The base-case analysis was conducted from the perspective of the Spanish National Health System (Sistema Nacional de Salud) and included the following direct healthcare costs: treatment (unit cost, administration, monitoring); hospital costs (outpatient and inpatient); costs of primary-health and specialist medical appointments. The base case analysis assumed a clinical response at 6 months and was conducted over a lifetime horizon (set at 45 years). In this model, for drugs for which the dose is adjusted for patient weight (abatacept, infliximab, azathioprine and cyclosporine), the weight distribution of the RA population in certolizumab pegol trials was used to calculate the percentages of patients receiving a specified number of vials; a patient-fixed average weight of 81.4 kg was assumed. An annual discount rate of 3.5 % was applied for costs and outcomes [5254]. The analysis assumed a cost per unit approach (i.e. assumes unused drug was wasted). The cost year was 2009, with an inflation rate of 3 % for 2009 onwards. Annual inflation rates for the period 1997 to 2009 were taken from the official statistics published by the Instituto Nacional de Estadística (the Spanish National Statistics Institute) [55].

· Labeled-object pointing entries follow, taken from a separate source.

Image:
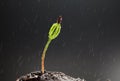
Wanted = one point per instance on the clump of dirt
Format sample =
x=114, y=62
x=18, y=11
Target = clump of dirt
x=47, y=76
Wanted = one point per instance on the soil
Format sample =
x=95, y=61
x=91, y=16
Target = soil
x=47, y=76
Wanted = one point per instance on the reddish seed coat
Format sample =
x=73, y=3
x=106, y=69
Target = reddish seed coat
x=59, y=20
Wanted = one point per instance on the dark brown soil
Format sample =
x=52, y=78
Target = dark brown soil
x=47, y=76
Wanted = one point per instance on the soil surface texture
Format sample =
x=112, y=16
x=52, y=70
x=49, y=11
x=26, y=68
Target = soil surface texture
x=47, y=76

ICERs were evaluated against a €30,000/QALY willingness-to-pay (WTP) threshold [5658].

Sensitivity analyses

Univariate sensitivity analyses were conducted by varying different model parameters including ACR response time of 3 months, costing method (per mg), HAQ-DI measurements for improvements in quality of life instead of EQ-5D, time horizons, discount rate for health costs and outcomes, an assumed association of zero between mortality and HAQ-DI, variation (between 0 and 100 %) in the patient's rate of deterioration on the HAQ-DI scale after discontinuing treatment, baseline HAQ scale score, the annual progression on the HAQ scale for the first-line treatment or continuation treatment.

Probabilistic sensitivity analyses were conducted for each probabilistic sensitivity analysis, 1000 simulations were generated using base case assumptions and parameter variability summarised in Table 4. The variables altered were: clinical effectiveness, mean age, baseline mean HAQ-DI score, number of previous DMARDs, disease duration and antibody status (modelled using a normal distribution), gender (using a beta distribution) and patient weight (using a certolizumab pegol-related cumulative distribution function). All other parameters were held constant. From the results of these simulations, cost-effectiveness planes and cost-effectiveness acceptability curves were drawn.
Table 4

Parameters varied through probabilistic sensitivity analysis

Parameter

Simulation

Source

Clinical effectiveness

The log odds of response were simulated from a Normal distribution with mean and standard deviations derived from the CIs of the network meta-analysis (transformed to a log odds scale).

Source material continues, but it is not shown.